Key Takeaways
Step into the future of enterprise web scraping with Crawlee. Explore its unified interface for Cheerio and Playwright, intelligent request queuing, and built-in stealth features powered by high-trust residential proxies.
Introduction: Why Crawlee is the Game Changer
In the early years of web scraping, developers were forced to choose between simple HTTP libraries like axios or heavy browser automation tools like Selenium. There was no middle ground—until Crawlee arrived.
Crawlee (formerly Apify SDK) is not just a library; it’s a full-featured scraping framework that handles the "boring" parts of scraping: request queues, data storage, and most importantly, anti‑bot bypass. Whether you are a solo developer or part of a massive data engineering team, Crawlee provides the building blocks for reliable, production‑grade crawlers.
The Three Pillars of Crawlee
One of Crawlee's best features is its unified interface. You can switch between different crawler types by changing just one class name, while keeping 90% of your logic identical.
1. CheerioCrawler (The Speed Demon)
When you don't need to execute JavaScript, CheerioCrawler is your best friend. It uses cheerio to parse HTML, making it incredibly fast and light on resources. It's perfect for static blogs, product listings, or any site where the data is in the initial HTML response.
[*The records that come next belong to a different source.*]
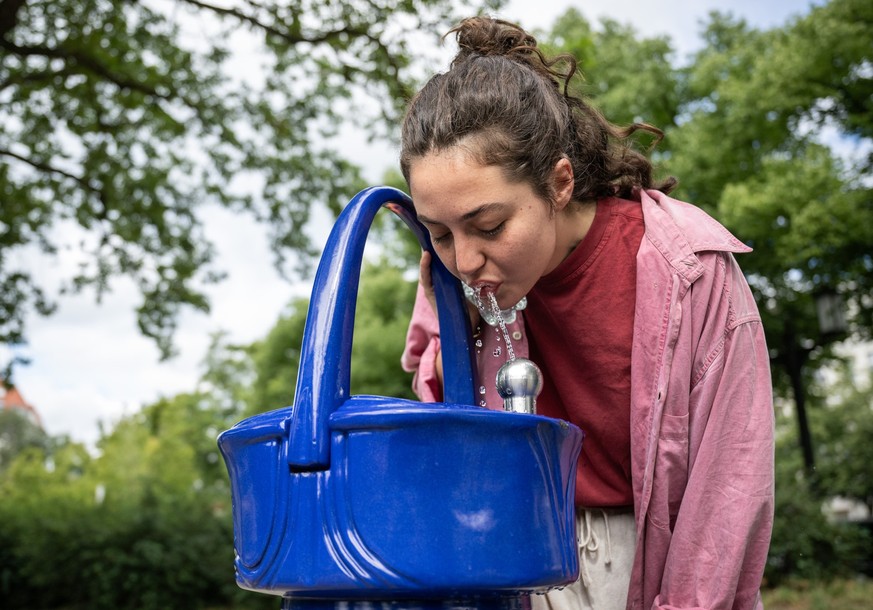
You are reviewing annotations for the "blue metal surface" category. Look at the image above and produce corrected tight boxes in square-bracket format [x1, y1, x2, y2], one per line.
[219, 188, 582, 610]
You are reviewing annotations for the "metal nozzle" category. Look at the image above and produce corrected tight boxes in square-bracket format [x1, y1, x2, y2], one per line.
[497, 358, 543, 413]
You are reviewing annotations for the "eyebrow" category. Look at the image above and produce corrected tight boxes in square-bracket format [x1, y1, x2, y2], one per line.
[418, 201, 507, 225]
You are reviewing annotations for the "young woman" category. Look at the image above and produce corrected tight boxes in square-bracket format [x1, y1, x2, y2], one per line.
[401, 17, 773, 610]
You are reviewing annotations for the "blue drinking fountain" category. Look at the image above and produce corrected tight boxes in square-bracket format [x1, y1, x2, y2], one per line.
[218, 187, 582, 610]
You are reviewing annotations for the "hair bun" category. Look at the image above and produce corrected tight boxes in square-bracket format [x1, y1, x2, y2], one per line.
[447, 17, 537, 63]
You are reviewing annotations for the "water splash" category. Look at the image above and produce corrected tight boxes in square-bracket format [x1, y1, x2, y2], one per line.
[488, 292, 515, 362]
[473, 287, 515, 362]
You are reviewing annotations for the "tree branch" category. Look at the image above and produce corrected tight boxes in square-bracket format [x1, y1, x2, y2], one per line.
[0, 39, 172, 100]
[181, 0, 382, 46]
[0, 148, 102, 195]
[0, 0, 26, 38]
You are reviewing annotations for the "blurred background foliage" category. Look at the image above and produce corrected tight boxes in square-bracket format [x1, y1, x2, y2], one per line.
[0, 0, 873, 609]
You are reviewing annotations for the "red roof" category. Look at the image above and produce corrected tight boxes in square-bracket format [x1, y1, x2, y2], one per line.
[0, 379, 42, 428]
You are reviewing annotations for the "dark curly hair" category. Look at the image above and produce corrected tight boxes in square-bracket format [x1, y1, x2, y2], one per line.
[400, 17, 676, 207]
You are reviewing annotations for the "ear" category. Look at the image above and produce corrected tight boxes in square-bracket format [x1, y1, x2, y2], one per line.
[552, 157, 575, 212]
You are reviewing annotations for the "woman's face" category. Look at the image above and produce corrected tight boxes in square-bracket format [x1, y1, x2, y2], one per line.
[409, 149, 572, 309]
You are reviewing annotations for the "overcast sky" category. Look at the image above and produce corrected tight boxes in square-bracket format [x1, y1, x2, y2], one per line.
[0, 0, 813, 443]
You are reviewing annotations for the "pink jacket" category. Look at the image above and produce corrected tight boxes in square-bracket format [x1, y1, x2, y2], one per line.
[404, 191, 774, 610]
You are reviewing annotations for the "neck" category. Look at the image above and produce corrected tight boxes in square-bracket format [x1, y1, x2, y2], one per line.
[552, 200, 597, 269]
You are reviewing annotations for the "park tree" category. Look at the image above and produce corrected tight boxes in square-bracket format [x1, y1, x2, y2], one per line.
[667, 0, 873, 478]
[545, 0, 873, 478]
[0, 0, 500, 366]
[0, 409, 52, 472]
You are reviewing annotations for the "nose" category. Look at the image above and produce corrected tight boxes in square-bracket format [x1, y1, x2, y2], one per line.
[455, 239, 485, 281]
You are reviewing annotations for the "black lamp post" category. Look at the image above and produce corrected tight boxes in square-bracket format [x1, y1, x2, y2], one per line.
[782, 290, 847, 479]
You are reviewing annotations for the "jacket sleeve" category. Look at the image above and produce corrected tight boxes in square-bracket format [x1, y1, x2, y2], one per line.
[652, 254, 774, 610]
[400, 284, 443, 402]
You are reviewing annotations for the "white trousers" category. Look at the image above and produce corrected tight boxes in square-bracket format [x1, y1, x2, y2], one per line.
[530, 508, 636, 610]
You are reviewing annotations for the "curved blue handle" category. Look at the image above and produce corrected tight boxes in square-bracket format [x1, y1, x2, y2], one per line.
[286, 187, 475, 471]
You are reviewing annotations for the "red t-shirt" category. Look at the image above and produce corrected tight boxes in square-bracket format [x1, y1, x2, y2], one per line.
[524, 198, 644, 508]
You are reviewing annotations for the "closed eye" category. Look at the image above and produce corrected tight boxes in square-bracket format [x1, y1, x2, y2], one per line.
[482, 220, 506, 237]
[430, 233, 452, 245]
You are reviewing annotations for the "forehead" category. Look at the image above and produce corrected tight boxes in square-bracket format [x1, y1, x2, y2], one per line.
[409, 149, 531, 222]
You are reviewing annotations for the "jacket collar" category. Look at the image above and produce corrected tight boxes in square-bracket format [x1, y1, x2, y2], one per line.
[639, 190, 752, 282]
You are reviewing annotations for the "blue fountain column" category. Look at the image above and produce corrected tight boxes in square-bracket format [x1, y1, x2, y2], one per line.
[219, 187, 582, 610]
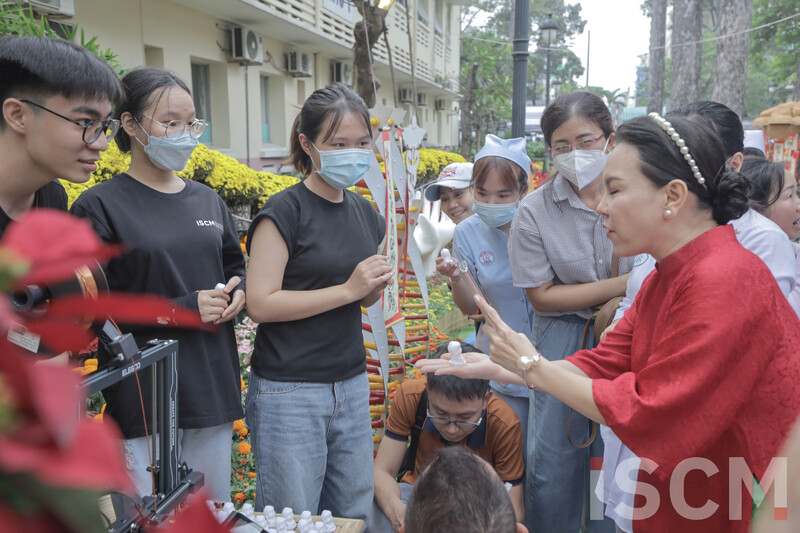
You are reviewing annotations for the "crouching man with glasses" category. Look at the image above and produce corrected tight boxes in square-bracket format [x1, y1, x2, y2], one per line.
[367, 343, 525, 533]
[0, 36, 122, 235]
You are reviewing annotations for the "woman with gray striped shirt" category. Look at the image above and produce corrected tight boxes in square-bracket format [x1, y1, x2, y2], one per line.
[508, 92, 632, 533]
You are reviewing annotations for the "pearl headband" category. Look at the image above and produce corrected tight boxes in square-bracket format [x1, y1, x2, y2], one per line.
[649, 113, 706, 187]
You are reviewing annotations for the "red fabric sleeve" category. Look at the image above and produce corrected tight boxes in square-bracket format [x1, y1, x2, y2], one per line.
[585, 263, 774, 476]
[566, 301, 636, 379]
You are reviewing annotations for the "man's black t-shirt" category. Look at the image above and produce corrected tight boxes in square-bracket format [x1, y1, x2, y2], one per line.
[247, 183, 386, 382]
[72, 174, 244, 438]
[0, 180, 67, 237]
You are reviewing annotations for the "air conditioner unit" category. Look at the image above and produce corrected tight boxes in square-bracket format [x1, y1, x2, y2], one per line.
[399, 89, 414, 104]
[283, 51, 313, 78]
[331, 61, 353, 86]
[11, 0, 75, 18]
[229, 26, 264, 65]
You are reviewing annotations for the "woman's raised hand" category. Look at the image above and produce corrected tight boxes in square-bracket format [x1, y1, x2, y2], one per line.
[345, 254, 394, 301]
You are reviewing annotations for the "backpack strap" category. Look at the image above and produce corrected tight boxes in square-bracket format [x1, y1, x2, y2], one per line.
[395, 387, 428, 481]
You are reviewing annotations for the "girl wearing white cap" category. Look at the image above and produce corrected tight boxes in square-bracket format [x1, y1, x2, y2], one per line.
[441, 135, 533, 458]
[425, 159, 472, 224]
[508, 92, 633, 533]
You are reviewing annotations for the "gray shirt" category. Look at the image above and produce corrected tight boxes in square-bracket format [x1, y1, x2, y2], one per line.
[508, 175, 633, 319]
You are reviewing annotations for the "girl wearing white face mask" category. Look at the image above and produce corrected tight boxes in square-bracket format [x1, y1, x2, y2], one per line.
[508, 92, 632, 532]
[72, 68, 245, 508]
[246, 85, 393, 522]
[441, 135, 533, 464]
[741, 159, 800, 317]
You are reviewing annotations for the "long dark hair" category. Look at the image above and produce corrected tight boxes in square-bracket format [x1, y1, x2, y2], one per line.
[114, 67, 191, 152]
[617, 115, 750, 224]
[741, 159, 786, 215]
[470, 156, 528, 195]
[541, 91, 614, 146]
[288, 83, 372, 176]
[0, 35, 122, 128]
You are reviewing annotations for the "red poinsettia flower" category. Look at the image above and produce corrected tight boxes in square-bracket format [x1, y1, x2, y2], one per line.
[0, 209, 211, 353]
[0, 210, 214, 533]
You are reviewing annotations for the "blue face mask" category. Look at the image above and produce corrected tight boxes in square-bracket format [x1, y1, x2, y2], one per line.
[311, 143, 375, 189]
[136, 120, 198, 172]
[472, 200, 518, 228]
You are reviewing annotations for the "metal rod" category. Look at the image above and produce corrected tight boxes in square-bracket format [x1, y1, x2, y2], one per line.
[511, 0, 532, 137]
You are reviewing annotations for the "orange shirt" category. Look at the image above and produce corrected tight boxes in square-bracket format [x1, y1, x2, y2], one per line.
[386, 379, 525, 485]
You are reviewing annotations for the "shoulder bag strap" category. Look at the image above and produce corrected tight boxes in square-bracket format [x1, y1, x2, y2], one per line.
[395, 387, 428, 481]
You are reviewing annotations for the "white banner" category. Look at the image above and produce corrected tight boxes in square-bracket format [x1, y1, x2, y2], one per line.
[322, 0, 356, 23]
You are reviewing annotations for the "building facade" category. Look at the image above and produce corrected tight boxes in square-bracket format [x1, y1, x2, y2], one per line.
[39, 0, 460, 171]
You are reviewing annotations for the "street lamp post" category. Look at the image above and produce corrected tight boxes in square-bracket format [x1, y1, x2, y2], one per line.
[511, 0, 530, 137]
[539, 13, 558, 173]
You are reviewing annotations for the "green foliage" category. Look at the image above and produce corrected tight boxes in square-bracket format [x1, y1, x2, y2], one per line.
[583, 85, 628, 106]
[461, 0, 586, 142]
[461, 28, 513, 139]
[0, 2, 127, 76]
[525, 141, 545, 161]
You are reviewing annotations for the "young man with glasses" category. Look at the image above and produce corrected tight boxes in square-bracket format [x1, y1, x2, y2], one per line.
[367, 343, 525, 533]
[0, 36, 122, 235]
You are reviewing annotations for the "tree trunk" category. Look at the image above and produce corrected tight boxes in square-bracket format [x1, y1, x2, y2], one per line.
[669, 0, 703, 108]
[353, 2, 388, 107]
[461, 63, 478, 159]
[647, 0, 667, 113]
[711, 0, 753, 116]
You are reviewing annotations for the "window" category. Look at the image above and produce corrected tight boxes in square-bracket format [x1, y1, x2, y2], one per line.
[192, 63, 213, 143]
[261, 76, 269, 143]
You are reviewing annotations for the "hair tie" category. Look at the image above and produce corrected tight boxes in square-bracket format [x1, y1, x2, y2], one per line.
[648, 112, 706, 187]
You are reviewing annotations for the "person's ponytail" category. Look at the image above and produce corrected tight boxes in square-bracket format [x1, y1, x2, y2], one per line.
[711, 165, 750, 225]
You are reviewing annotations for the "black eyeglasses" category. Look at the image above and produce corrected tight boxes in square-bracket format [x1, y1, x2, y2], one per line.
[550, 135, 605, 155]
[425, 409, 483, 429]
[20, 100, 119, 144]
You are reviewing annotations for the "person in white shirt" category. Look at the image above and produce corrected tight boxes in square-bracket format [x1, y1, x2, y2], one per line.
[742, 159, 800, 317]
[595, 101, 798, 533]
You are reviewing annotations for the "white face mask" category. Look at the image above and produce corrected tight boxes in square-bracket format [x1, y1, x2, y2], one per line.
[553, 138, 611, 190]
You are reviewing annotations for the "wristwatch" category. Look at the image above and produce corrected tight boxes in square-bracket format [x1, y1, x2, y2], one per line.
[517, 352, 542, 389]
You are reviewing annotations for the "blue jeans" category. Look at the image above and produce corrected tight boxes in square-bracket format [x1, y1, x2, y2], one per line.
[246, 373, 373, 523]
[111, 422, 233, 516]
[525, 315, 616, 533]
[365, 483, 414, 533]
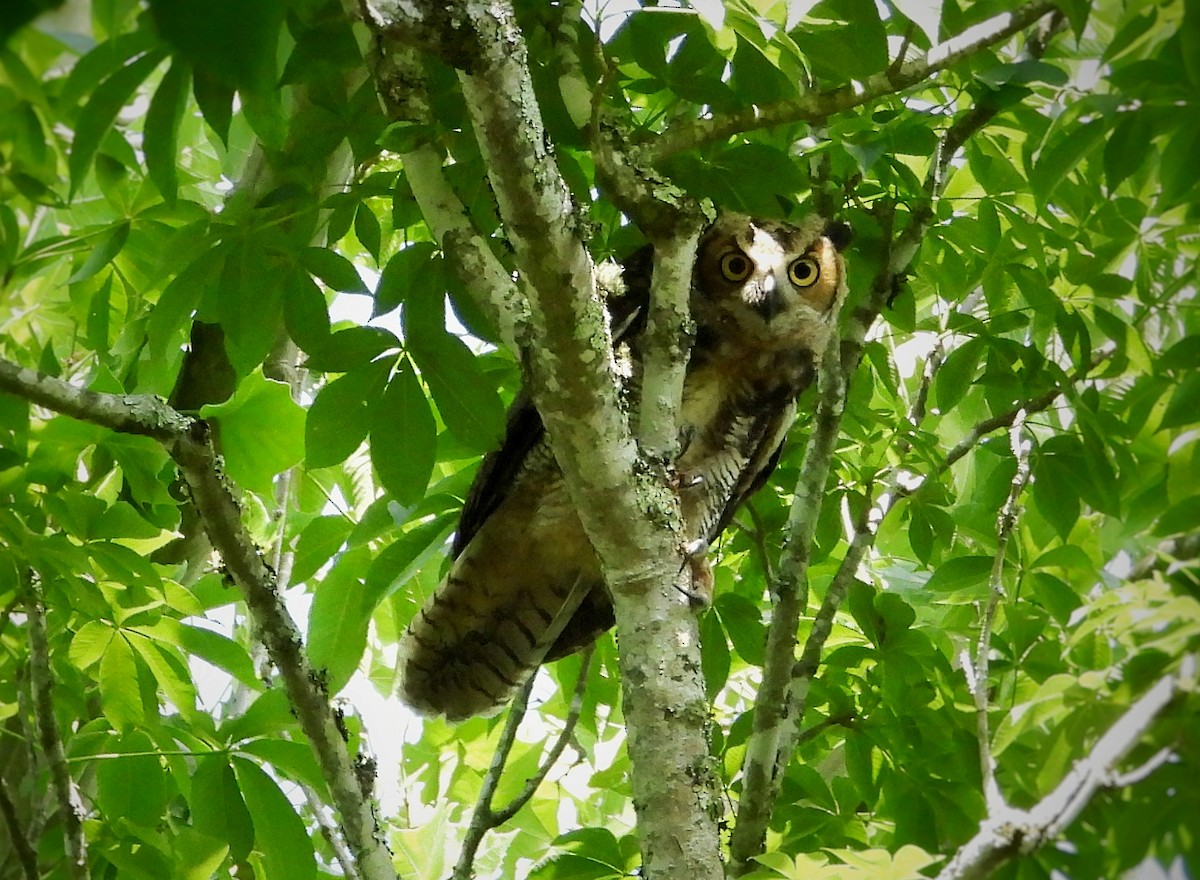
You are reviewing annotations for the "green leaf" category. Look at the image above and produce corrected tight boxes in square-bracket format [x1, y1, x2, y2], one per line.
[67, 220, 130, 285]
[100, 637, 145, 731]
[170, 827, 229, 880]
[187, 754, 254, 862]
[67, 49, 167, 196]
[67, 621, 116, 669]
[200, 372, 305, 497]
[238, 737, 329, 797]
[700, 611, 731, 700]
[150, 0, 283, 98]
[934, 339, 986, 413]
[366, 513, 458, 607]
[354, 202, 383, 263]
[133, 617, 263, 689]
[894, 0, 942, 46]
[305, 547, 374, 694]
[283, 267, 330, 353]
[306, 327, 400, 372]
[146, 249, 224, 360]
[1154, 495, 1200, 535]
[230, 758, 317, 880]
[304, 361, 389, 467]
[292, 516, 354, 583]
[143, 58, 192, 204]
[1158, 114, 1200, 210]
[1158, 373, 1200, 431]
[925, 556, 992, 595]
[1030, 120, 1108, 208]
[300, 247, 371, 293]
[713, 593, 767, 666]
[408, 334, 504, 453]
[96, 731, 168, 830]
[1104, 109, 1154, 192]
[370, 360, 438, 504]
[373, 241, 445, 317]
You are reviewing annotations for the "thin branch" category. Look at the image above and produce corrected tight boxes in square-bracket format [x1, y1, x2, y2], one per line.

2. PlaywrightCrawler (The Modern Standard)
This is our recommended choice for 90% of modern projects. It leverages Playwright to manage real browser instances (Chromium, Firefox, WebKit). It handles JS-heavy sites, SPA (Single Page Applications), and complex interactions with ease.
3. PuppeteerCrawler (The Veteran)
While Playwright is gaining ground, many legacy systems still rely on Puppeteer. Crawlee supports it fully, providing the same high-level abstractions for managing browser pools.
Handling Proxies: The Key to Success
A crawler is only as good as its network. In Crawlee, proxy management is built directly into the ProxyConfiguration class. For serious projects, you should always favor residential proxies over datacenter ones.
import { PlaywrightCrawler, ProxyConfiguration } from 'crawlee';
// Initialize proxy configuration with Bytesflows Residential Pool
const proxyConfiguration = new ProxyConfiguration({
proxyUrls: [
'http://username:password@p1.bytesflows.com:8001'
]
});
const crawler = new PlaywrightCrawler({
proxyConfiguration,
requestHandler: async ({ page, request }) => {
console.log(`Processing ${request.url}`);
// Crawlee automatically handles proxy rotation here
await page.goto(request.url);
const title = await page.title();
console.log(`Title of ${request.url} is: ${title}`);
},
});
await crawler.run(['https://bytesflows.com']);Why Crawlee Wins at Scale
When we talk about scraping data at scale, standard scripts often fail due to memory leaks or unhandled errors. Crawlee solves this with:
- RequestQueue: An smart "to-do list" that ensures every URL is crawled once, even if the process crashes and restarts.
- Dataset: A reliable way to store results in JSON, CSV, or XML without worrying about file corruption.
- Autoscaling: Crawlee monitors your CPU and RAM in real‑time, automatically increasing or decreasing the number of concurrent browser tabs to keep your server healthy.
Avoiding Blocks: Fingerprinting & Stealth
By default, standard browser automation is a target for anti-bot systems like Cloudflare. Crawlee includes built-in fingerprinting support. When paired with rotating residential proxies, your traffic becomes indistinguishable from real users.
[!TIP]
Always use
useFingerprints: truein your PlaywrightCrawler options. This randomizes properties like screen resolution, font lists, and GPU info to bypass browser fingerprinting.
Practical Advice: Start Small, Think Big
- Start with Cheerio: If the site doesn't require JS, don't use a browser. You'll save 90% on server costs.
- Use Sticky Sessions: If you're scraping a site with a login or a shopping cart, ensure your proxy configuration uses sticky sessions to keep the same IP for the duration of the user journey.
- Monitor Your Rejection Rate: If more than 5% of your requests are returning 403 or 429, it's time to upgrade your proxy trust score.
Conclusion
Crawlee has lowered the barrier to entry for professional web scraping. By handling the complex infrastructure and anti-bot defense out of the box, it allows you to focus on what matters: the data. Combine it with a robust residential proxy network and you'll have a system that can handle anything the web throws at it.